The results announced Friday do not negate the previous ones, and the WHO study was not as rigorous as the earlier one led by the U.S. National Institutes of Health. But they add to concerns about how much value the pricey drug gives because none of the studies has found it can improve survival.
The drug has not been approved for COVID-19 in the U.S., but it was authorized for emergency use after the previous study found it shortened recovery time by five days on average. It’s approved for use against COVID-19 in the United Kingdom and Europe, and is among the treatments U.S. President Donald Trump received when he was infected earlier this month.
The WHO study involved more than 11,000 patients in 30 countries. About 2,750 were randomly assigned to get remdesivir. The rest got either the malaria drug hydroxychloroquine, the immune-system booster interferon, the antiviral combo lopinavir-ritonavir, or just usual care. The other drugs have largely been ruled out for COVID-19 by previous studies, but not remdesivir.

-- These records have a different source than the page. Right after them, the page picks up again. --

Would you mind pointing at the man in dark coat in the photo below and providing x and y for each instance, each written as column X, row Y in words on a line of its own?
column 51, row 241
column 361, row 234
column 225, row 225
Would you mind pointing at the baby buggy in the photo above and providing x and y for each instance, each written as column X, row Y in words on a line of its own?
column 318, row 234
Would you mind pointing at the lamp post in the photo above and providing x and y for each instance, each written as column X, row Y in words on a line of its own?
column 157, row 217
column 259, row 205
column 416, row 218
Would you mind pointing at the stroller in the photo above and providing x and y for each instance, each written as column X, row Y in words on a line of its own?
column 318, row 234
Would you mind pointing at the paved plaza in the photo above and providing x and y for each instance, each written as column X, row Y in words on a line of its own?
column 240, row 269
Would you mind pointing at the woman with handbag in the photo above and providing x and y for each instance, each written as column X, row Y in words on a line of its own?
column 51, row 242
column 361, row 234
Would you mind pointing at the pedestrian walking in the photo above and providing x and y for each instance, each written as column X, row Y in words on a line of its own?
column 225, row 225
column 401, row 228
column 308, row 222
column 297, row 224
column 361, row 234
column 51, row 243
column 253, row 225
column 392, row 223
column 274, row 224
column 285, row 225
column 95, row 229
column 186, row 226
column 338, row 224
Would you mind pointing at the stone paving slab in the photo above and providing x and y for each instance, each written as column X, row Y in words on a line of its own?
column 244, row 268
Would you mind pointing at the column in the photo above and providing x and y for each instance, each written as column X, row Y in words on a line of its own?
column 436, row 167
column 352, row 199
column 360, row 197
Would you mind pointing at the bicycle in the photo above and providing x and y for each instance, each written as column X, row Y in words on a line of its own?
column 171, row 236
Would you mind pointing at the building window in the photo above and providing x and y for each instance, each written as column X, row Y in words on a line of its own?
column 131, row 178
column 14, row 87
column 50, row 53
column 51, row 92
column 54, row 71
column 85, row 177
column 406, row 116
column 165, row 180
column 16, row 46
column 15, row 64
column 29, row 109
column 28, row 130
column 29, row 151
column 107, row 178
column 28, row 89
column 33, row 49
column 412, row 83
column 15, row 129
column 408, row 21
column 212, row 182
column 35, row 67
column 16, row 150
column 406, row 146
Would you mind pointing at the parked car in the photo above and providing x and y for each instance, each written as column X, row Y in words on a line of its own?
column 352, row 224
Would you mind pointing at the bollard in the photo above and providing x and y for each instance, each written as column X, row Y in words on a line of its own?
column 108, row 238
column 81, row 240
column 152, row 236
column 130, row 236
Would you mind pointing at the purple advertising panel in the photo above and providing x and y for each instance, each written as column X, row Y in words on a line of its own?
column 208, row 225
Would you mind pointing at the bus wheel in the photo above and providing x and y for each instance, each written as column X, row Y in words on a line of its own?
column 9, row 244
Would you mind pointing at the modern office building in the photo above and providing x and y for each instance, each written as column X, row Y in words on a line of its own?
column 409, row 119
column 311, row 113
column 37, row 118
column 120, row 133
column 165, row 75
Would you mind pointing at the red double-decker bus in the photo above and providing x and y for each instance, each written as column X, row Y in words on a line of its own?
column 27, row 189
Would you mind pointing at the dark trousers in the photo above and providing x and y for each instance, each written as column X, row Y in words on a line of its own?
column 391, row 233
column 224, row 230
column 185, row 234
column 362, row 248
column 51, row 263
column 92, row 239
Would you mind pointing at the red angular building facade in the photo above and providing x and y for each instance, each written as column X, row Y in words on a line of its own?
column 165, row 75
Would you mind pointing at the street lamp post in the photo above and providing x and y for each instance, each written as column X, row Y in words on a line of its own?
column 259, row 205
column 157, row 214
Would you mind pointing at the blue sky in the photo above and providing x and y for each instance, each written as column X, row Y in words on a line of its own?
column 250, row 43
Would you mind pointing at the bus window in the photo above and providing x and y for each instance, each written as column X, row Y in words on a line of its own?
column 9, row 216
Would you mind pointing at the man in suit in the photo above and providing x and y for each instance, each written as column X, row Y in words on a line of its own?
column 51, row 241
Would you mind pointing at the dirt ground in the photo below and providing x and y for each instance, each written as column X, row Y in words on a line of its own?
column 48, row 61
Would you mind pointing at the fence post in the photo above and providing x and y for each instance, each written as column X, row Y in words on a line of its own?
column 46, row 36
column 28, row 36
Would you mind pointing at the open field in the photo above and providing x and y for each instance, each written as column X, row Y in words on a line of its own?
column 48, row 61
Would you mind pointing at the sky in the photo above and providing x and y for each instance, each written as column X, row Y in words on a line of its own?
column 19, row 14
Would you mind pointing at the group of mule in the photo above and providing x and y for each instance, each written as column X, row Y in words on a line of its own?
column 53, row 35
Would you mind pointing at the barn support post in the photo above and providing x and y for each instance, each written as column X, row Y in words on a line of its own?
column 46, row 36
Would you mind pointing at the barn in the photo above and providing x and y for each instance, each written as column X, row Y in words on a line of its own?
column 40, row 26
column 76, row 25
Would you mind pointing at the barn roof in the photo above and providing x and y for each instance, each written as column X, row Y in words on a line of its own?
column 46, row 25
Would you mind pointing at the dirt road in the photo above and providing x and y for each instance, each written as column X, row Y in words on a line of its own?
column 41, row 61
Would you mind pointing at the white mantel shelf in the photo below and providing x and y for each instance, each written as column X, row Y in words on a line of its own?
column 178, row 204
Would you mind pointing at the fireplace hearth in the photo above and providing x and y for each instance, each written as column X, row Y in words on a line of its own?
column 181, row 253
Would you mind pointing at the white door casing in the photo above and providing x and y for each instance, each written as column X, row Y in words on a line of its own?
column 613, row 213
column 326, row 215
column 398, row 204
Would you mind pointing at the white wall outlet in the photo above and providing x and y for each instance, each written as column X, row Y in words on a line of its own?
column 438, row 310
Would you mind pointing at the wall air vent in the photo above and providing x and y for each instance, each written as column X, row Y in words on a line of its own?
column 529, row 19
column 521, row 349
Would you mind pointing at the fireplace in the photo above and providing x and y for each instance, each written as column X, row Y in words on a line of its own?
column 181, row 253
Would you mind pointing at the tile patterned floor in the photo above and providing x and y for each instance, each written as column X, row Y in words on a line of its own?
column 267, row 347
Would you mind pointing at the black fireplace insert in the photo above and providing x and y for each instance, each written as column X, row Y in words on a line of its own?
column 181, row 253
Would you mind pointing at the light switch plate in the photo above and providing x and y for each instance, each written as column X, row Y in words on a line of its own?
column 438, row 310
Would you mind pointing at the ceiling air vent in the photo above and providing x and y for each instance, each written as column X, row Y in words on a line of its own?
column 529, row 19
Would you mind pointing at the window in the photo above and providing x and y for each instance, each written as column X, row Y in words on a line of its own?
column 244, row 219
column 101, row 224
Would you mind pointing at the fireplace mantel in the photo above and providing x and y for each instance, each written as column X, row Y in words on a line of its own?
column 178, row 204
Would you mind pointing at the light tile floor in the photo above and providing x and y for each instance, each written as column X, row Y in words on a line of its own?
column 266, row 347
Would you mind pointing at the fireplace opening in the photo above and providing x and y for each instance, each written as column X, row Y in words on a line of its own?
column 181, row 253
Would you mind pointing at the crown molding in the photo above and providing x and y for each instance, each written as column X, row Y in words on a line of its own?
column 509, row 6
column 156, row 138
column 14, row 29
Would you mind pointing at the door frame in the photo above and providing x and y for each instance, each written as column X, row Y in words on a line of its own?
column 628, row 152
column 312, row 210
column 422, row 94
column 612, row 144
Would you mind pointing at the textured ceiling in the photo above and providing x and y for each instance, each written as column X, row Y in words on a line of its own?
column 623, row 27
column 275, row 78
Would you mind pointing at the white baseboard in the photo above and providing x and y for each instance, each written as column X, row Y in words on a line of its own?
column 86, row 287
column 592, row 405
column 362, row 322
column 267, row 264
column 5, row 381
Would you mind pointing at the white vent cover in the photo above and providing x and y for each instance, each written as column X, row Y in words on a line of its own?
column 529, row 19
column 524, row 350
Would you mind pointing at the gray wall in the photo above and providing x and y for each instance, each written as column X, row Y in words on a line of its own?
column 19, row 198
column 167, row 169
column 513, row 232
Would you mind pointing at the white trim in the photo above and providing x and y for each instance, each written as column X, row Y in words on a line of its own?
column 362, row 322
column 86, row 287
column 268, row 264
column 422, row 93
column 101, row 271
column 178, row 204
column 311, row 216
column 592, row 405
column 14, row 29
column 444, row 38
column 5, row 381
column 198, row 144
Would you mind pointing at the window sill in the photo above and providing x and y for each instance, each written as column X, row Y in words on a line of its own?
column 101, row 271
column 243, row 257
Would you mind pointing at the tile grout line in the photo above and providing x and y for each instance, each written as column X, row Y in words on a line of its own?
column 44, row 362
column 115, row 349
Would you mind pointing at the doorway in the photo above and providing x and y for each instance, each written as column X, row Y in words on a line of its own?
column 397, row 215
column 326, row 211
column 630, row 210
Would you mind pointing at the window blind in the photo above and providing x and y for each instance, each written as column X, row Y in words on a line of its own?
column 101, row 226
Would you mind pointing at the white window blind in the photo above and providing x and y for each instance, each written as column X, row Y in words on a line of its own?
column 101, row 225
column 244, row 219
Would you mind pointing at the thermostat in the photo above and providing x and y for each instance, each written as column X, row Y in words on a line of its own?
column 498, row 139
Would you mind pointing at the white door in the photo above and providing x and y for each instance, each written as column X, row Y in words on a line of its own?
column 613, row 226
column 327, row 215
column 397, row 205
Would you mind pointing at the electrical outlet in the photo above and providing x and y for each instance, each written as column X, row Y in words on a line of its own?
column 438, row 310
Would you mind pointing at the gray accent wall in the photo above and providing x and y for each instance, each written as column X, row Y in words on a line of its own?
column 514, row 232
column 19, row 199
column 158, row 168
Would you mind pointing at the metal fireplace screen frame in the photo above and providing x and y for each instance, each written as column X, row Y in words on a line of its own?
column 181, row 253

Death rates after 28 days, the need for breathing machines and time in the hospital were relatively similar for those given remdesivir versus usual care.

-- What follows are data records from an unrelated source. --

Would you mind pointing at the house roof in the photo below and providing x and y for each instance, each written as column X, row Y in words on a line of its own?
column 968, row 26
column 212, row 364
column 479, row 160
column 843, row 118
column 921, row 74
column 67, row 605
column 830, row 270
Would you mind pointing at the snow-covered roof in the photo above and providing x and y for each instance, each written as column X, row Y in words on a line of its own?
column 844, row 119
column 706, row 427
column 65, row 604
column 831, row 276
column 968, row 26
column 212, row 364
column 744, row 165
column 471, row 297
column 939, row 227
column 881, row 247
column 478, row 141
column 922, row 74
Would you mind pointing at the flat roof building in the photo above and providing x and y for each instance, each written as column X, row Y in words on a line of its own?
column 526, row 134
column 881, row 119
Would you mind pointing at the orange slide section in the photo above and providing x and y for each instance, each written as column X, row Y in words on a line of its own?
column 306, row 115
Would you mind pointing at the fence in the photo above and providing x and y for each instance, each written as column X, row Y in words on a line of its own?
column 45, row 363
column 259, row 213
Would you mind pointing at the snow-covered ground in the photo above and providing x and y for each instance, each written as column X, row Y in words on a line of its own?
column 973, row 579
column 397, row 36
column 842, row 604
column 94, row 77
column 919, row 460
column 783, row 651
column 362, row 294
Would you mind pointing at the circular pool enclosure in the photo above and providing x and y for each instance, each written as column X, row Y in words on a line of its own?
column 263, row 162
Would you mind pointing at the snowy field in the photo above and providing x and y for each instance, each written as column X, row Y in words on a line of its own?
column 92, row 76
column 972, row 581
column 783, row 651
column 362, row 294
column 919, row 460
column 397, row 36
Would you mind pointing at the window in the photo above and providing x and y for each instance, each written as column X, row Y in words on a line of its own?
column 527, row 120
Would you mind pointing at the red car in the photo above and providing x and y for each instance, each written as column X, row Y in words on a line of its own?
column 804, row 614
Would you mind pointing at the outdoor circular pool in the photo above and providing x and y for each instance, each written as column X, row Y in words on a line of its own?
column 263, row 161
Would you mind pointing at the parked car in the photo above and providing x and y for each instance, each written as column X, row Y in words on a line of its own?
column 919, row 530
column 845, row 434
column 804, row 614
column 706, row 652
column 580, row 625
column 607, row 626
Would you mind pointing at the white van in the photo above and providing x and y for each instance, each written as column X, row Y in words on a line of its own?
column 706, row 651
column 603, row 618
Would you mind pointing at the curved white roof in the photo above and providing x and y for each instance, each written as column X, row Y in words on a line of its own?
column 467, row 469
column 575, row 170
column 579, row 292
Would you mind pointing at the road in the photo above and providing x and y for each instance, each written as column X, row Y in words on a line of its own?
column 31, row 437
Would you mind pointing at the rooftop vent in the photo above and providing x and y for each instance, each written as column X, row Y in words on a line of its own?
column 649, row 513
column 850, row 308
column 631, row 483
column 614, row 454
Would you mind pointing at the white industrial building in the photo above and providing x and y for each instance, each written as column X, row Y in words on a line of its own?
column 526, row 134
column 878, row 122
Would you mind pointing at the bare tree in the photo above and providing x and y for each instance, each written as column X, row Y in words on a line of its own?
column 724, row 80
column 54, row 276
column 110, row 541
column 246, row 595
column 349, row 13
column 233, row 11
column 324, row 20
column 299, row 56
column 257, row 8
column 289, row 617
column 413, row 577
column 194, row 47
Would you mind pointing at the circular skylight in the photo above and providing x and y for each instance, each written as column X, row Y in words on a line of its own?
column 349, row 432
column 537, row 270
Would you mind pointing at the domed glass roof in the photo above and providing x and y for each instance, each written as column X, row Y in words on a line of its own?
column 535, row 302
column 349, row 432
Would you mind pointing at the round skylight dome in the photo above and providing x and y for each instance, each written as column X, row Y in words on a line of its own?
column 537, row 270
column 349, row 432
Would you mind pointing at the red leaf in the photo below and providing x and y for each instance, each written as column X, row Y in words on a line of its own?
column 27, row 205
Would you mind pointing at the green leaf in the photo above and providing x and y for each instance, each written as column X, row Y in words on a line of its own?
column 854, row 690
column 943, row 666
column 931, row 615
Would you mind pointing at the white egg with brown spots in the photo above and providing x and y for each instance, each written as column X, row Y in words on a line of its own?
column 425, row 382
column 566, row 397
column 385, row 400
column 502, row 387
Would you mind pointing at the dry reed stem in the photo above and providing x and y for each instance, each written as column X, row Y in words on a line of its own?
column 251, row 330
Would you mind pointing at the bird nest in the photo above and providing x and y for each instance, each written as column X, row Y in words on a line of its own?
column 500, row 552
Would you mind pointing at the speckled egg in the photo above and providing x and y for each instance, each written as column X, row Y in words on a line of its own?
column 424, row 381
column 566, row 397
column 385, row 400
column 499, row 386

The results have not been published in a journal or reviewed by independent scientists but were posted on a site researchers use to share results quickly.

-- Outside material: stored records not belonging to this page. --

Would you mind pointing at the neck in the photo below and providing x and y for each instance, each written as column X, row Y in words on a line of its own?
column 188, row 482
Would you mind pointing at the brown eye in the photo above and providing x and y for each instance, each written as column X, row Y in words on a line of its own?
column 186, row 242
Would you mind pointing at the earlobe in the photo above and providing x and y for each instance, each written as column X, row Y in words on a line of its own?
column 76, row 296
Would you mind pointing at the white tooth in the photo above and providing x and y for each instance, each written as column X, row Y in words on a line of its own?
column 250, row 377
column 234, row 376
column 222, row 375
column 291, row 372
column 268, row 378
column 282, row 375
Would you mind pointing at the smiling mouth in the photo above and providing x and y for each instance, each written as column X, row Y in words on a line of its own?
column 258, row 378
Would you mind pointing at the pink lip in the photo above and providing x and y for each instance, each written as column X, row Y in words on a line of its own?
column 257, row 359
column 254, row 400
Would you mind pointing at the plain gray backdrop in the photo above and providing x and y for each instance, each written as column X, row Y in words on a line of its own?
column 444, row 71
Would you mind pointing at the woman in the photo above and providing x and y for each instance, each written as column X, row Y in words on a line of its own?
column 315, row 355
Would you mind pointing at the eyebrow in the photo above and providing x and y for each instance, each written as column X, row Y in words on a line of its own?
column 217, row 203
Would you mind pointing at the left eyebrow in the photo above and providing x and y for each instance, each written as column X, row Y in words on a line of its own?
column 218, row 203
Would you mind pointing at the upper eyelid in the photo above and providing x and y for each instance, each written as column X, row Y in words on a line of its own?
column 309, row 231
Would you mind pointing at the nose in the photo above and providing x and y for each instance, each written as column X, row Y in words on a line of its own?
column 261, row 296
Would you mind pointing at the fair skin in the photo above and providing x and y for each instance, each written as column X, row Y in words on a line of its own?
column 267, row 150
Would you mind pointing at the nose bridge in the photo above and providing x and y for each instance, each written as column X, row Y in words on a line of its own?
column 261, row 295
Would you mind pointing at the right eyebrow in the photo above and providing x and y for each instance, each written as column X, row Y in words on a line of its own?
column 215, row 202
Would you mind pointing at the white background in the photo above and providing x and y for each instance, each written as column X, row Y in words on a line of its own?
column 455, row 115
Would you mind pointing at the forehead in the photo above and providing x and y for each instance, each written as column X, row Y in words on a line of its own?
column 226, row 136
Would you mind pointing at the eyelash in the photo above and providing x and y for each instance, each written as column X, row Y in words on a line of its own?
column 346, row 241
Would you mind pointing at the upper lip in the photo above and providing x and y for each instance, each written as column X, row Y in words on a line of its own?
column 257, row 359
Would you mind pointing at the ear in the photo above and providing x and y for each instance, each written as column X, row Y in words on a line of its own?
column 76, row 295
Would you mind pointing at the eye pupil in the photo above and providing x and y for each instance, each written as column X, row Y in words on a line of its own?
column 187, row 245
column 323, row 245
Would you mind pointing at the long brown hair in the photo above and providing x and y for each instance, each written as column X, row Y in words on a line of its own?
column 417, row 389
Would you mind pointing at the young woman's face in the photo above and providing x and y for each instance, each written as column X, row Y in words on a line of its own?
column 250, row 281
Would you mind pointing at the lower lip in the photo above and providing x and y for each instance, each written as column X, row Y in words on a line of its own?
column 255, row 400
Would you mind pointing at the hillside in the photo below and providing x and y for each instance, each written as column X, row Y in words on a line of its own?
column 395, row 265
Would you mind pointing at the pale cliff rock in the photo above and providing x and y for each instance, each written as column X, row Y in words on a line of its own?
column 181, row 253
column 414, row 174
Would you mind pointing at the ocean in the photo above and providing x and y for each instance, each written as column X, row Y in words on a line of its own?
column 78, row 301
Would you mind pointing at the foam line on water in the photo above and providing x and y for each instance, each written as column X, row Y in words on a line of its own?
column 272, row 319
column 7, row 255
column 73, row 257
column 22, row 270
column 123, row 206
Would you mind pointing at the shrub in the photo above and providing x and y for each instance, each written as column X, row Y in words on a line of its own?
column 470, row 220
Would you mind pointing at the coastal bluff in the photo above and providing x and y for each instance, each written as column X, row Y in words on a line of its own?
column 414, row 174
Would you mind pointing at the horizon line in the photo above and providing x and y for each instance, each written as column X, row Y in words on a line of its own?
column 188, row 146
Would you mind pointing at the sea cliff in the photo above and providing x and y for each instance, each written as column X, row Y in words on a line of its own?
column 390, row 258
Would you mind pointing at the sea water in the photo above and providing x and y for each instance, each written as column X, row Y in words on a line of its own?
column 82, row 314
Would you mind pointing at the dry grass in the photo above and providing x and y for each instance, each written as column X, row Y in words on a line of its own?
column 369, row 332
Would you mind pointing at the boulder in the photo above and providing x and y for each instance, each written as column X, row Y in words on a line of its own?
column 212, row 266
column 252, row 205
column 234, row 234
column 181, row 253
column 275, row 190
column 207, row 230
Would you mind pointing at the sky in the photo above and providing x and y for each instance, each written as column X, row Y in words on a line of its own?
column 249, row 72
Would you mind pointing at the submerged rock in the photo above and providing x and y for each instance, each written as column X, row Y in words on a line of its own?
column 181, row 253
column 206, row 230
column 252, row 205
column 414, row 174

“The big story is the finding that remdesivir produces no meaningful impact on survival,” Martin Landray, an Oxford University professor who led other coronavirus treatment research, said in a statement.
“This is a drug that has to be given by intravenous infusion for five to 10 days,” and costs about $2,550 per treatment course, he said. “COVID affects millions of people and their families around the world. We need scalable, affordable and equitable treatments.”
Dr. Margaret Harris, a WHO spokeswoman, attributed the difference in the conclusions of the two studies to the fact WHO's was larger.
“It’s just a much higher-powered study,” she said. “It’s quadruple the number of people in all the other studies."
However, Dr. Andre Kalil, a University of Nebraska infectious disease specialist who helped lead the U.S. remdesivir study, said the WHO one was poorly designed, which makes its conclusions less reliable. Patients and doctors knew what treatment they were using, there was no placebo infusion to help avoid biased reporting of risks or benefits, there was little information about the severity of patients' symptoms when treatments began and a lot of missing data, he said.
“Poor quality study design cannot be fixed by large sample size, no matter how large it is,” Kalil wrote in an email.
Furthermore, the WHO study tested 10 days of remdesivir, so some patients may have been hospitalized longer than they needed to be just to finish treatment, making their length of stay look bad in comparison to others getting usual care.
Remdesivir’s maker, Gilead Sciences, said in a statement that the results are inconsistent with more rigorous studies and have not been fully reviewed or published.